Things could get worse before they get better Both Mexico and Canada face Hobson’s choice: if they hit America with higher and higher tariffs, they will compound the damage to their own economies and invite compensatory retaliation. If they do nothing, they will look weak. All the while the Trump administration is already planning next steps. Europe is in the president’s crosshairs. He has also talked of general levies on oil and gas. Ultimately, unless restrained by negative effects, he wants to slap a universal tariff on all imports into America. Although the new tariffs on Mexico, Canada and China are bad enough by themselves, they are likely a preamble of the disruption that the 47th American president intends to wreak on the international trading system in the months to come, and that will have profound impacts on every trading nation.

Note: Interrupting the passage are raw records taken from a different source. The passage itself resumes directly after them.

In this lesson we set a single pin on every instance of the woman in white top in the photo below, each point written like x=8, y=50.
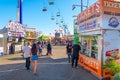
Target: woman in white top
x=26, y=52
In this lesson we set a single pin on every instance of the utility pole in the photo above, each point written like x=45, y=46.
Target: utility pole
x=81, y=5
x=19, y=12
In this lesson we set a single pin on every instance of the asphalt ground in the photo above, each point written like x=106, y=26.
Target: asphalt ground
x=55, y=67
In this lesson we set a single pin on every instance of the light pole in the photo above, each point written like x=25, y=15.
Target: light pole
x=19, y=13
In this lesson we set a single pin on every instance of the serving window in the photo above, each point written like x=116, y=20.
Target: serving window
x=90, y=46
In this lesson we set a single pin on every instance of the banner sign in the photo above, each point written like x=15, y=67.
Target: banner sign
x=111, y=14
x=90, y=18
x=104, y=14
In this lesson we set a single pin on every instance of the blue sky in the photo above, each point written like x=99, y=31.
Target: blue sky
x=33, y=15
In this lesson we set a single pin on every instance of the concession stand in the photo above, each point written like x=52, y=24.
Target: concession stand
x=13, y=37
x=99, y=34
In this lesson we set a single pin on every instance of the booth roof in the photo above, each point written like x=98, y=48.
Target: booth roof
x=4, y=30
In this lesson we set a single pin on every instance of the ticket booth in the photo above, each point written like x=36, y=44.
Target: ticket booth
x=1, y=45
x=99, y=33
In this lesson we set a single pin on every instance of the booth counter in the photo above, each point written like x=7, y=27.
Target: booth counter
x=99, y=33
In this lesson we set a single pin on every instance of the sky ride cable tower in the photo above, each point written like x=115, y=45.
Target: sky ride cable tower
x=19, y=11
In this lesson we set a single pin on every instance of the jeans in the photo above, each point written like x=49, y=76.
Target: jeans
x=75, y=58
x=27, y=63
x=69, y=56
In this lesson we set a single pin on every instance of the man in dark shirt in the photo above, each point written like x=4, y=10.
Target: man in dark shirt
x=76, y=50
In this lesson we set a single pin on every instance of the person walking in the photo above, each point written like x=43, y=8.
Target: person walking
x=40, y=48
x=49, y=49
x=69, y=51
x=34, y=58
x=26, y=54
x=76, y=50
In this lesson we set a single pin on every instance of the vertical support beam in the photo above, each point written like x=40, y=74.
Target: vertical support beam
x=81, y=5
x=20, y=11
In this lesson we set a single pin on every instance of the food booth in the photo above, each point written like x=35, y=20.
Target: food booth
x=1, y=45
x=99, y=34
x=31, y=34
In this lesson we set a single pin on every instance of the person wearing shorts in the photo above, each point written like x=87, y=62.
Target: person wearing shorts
x=34, y=57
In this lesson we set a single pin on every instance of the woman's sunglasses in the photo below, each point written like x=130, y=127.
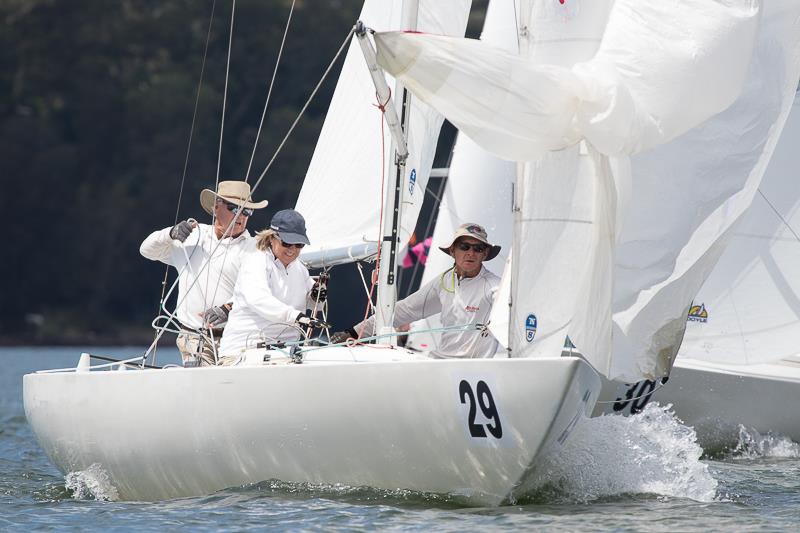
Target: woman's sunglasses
x=464, y=246
x=246, y=211
x=298, y=245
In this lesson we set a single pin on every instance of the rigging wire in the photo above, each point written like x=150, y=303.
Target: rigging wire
x=219, y=157
x=269, y=92
x=170, y=320
x=382, y=108
x=188, y=148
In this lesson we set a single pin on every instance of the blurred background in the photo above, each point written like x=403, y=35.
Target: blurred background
x=95, y=118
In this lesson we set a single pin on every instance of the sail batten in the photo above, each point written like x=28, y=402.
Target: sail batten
x=680, y=106
x=352, y=159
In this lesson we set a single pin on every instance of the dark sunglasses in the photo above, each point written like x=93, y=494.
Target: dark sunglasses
x=464, y=246
x=246, y=212
x=298, y=245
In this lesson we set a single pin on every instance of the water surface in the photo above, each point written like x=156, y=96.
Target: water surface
x=643, y=473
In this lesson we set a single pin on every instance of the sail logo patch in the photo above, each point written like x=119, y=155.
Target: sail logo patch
x=530, y=327
x=697, y=313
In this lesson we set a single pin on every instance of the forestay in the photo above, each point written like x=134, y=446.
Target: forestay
x=478, y=189
x=661, y=85
x=341, y=195
x=748, y=310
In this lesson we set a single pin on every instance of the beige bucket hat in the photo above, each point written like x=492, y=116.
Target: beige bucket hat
x=475, y=231
x=235, y=192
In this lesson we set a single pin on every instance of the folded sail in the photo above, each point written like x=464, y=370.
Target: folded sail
x=695, y=92
x=341, y=195
x=748, y=310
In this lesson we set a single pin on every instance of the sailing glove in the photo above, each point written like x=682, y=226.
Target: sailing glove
x=341, y=336
x=307, y=321
x=319, y=291
x=216, y=316
x=181, y=231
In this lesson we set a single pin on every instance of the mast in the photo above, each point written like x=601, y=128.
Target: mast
x=393, y=203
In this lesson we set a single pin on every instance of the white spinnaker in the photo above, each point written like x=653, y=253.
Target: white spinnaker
x=687, y=196
x=752, y=298
x=663, y=73
x=478, y=189
x=341, y=195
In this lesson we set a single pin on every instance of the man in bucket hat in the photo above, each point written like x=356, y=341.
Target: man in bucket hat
x=463, y=294
x=205, y=290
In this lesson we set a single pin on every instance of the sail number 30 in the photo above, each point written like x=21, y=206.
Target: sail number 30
x=482, y=397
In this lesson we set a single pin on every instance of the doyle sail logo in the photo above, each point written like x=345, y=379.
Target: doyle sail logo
x=697, y=313
x=530, y=327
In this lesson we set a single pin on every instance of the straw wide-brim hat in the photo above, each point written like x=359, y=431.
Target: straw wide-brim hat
x=476, y=232
x=235, y=192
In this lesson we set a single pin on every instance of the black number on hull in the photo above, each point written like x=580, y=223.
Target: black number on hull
x=488, y=408
x=638, y=396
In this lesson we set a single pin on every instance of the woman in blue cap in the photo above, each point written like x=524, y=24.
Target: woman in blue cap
x=273, y=288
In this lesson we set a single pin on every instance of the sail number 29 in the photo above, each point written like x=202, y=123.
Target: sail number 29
x=482, y=397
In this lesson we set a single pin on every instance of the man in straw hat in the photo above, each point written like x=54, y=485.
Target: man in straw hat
x=205, y=283
x=463, y=294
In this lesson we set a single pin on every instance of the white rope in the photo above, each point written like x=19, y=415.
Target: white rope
x=269, y=92
x=188, y=147
x=303, y=110
x=261, y=177
x=785, y=222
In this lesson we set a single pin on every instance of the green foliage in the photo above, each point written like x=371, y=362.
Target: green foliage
x=95, y=116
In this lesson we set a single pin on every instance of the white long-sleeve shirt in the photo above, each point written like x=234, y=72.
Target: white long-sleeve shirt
x=460, y=302
x=216, y=281
x=267, y=297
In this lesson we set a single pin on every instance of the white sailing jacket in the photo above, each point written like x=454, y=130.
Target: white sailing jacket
x=266, y=299
x=216, y=281
x=460, y=302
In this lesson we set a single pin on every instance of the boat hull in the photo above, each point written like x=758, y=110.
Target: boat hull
x=161, y=434
x=716, y=399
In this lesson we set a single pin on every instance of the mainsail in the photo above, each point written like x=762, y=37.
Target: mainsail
x=341, y=195
x=748, y=310
x=679, y=108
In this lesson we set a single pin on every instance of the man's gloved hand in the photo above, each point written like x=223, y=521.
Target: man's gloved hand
x=216, y=316
x=341, y=336
x=319, y=291
x=181, y=231
x=307, y=321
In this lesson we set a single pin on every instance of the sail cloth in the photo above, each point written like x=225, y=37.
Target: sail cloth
x=478, y=189
x=661, y=85
x=748, y=310
x=341, y=195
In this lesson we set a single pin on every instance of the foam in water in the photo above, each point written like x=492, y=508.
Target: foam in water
x=91, y=484
x=651, y=452
x=754, y=445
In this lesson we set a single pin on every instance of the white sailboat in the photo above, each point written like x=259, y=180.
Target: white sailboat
x=391, y=418
x=739, y=363
x=373, y=415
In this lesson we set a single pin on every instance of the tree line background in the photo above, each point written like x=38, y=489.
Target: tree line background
x=95, y=118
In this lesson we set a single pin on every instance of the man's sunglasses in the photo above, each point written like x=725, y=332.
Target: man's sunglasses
x=465, y=246
x=246, y=211
x=298, y=245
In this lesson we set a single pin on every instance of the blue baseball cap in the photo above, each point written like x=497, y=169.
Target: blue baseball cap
x=290, y=226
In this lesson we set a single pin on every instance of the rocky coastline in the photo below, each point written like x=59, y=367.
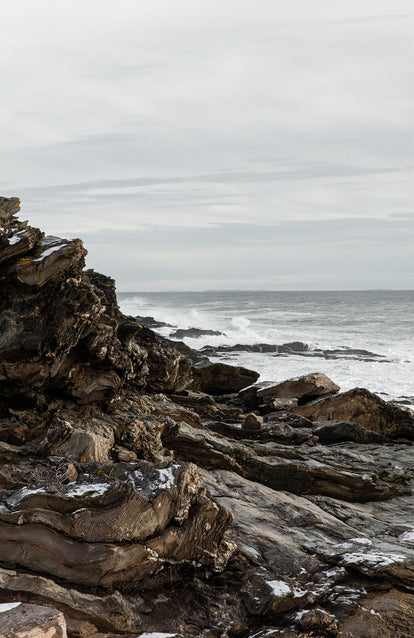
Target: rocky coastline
x=146, y=491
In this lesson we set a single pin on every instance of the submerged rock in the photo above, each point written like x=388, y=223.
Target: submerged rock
x=363, y=408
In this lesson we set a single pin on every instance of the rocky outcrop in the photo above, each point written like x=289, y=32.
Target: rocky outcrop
x=86, y=349
x=363, y=408
x=137, y=504
x=220, y=378
x=32, y=621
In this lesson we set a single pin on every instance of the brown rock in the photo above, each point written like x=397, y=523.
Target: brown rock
x=220, y=378
x=32, y=621
x=306, y=388
x=364, y=408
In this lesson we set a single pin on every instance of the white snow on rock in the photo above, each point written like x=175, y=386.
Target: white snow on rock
x=8, y=606
x=279, y=588
x=20, y=495
x=91, y=489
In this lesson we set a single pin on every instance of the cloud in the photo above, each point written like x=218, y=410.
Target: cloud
x=228, y=123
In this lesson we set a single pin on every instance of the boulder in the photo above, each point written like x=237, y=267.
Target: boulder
x=364, y=408
x=32, y=621
x=86, y=349
x=194, y=333
x=252, y=422
x=305, y=389
x=340, y=431
x=221, y=378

Given the constraints of a second term (i.e. a president has about two years to enact his/her agenda before mandatory congressional elections and, providing their party wins or retains control of the legislative bodies of the Senate and House of Representatives, one more year of relative freedom before their final 365 days are consumed by the contest to succeed them and thus risk lame duck status), Donald Trump is in a hurry. And in his haste, he has evinced no averse reaction to breaking things.